All’interessante gruppo tassonomico, è stato dedicato uno specifico spazio a contatto dell’area destinata al Palmetum. I superstiti “dinosauri” del mondo vegetale sono stati così posti a confronto con piante apparentemente simili ma assai distanti filogeneticamente. Nell’Orto, la dotazione di generi di Cycadopsida è passata da 3 (Cycas, Dioon, Ceratozamia) a 9, mentre si è note- volmente arricchita quella dei taxa specifici che da 4 (Cycas revoluta, C. circinalis, Dioon edule e Ceratozamia mexicana) è passata a un centinaio, apparte- nenti a 9 degli 11 generi conosciuti. Escludendo infatti Chigua e Bowenia, vi sono rappresentati tutti i generi (Cycas, Dioon, Ceratozamia, Encephalartos, Microcycas, Zamia, Macrozamia, Lepidozamia e Stangeria). Fra di essi, per ricchezza di taxa specifici, emergono Encephalartos e Cycas.

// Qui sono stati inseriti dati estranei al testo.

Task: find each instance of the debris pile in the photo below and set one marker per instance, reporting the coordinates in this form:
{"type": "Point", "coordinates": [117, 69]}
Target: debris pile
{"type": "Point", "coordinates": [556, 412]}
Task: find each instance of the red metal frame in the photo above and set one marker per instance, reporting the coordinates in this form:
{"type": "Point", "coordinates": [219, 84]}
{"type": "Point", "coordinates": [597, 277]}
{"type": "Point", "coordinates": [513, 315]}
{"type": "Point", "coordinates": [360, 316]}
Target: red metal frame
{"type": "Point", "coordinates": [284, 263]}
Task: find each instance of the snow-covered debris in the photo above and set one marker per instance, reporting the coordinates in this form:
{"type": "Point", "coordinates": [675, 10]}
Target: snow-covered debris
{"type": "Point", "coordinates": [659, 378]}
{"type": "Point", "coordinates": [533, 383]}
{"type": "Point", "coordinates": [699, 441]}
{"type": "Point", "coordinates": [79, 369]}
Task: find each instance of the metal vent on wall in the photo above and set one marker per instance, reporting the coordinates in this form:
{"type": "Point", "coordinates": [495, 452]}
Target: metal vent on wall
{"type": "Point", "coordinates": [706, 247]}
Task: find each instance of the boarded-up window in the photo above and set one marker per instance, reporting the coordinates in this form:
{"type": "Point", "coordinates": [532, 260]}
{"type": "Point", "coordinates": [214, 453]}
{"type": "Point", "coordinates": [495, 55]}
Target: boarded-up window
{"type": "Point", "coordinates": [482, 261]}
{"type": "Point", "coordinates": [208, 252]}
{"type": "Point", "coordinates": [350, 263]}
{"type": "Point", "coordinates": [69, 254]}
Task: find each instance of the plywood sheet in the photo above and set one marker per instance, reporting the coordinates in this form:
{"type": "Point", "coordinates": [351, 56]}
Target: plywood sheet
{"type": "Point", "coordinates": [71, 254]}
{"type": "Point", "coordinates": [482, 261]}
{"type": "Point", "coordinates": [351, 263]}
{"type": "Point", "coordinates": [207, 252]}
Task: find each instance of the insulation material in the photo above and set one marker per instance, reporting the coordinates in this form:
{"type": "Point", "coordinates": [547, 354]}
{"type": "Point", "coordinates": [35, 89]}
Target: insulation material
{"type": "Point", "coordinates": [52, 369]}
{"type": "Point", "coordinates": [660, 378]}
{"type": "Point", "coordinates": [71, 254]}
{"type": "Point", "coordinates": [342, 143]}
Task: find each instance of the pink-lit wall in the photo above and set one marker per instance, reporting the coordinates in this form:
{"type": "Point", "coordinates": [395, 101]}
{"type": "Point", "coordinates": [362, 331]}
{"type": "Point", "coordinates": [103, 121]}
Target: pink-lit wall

Varie specie sono rappresentate da individui di entrambi i sessi e, quasi sempre, di età differente; alcuni sono annosi, altri di media età. Questo nuovo ordinamento, in considerazione del valore, della delicatezza e della rarità di alcuni reperti è dotato di impianto di videosorveglianza ed è sotto continua vigilanza del personale, nelle ore di apertura al pubblico. Pannelli esplicativi ne rendono agevole la visita. L’efficacia didattica è determinata dal richiamo che il gruppo alimenta. Il continuo riferimento ai “fossili viventi”, alle “prime piante dotate di semi”, all’evidente carattere dioico delle piante, ne fa oggetto di istintiva curiosità fra studenti e visitatori in genere. Il nuovo impianto, inquadrabile fra gli ordinamenti tassonomici, di per sé costituisce un tematismo che ben si presta alla finalizzazione didattica delle collezioni scientifiche degli orti botanici e nell’Orto di Palermo esso costituisce uno straordinario strumento di sensibilizzazione del pubblico per quanto concerne l’evoluzione dei vegetali.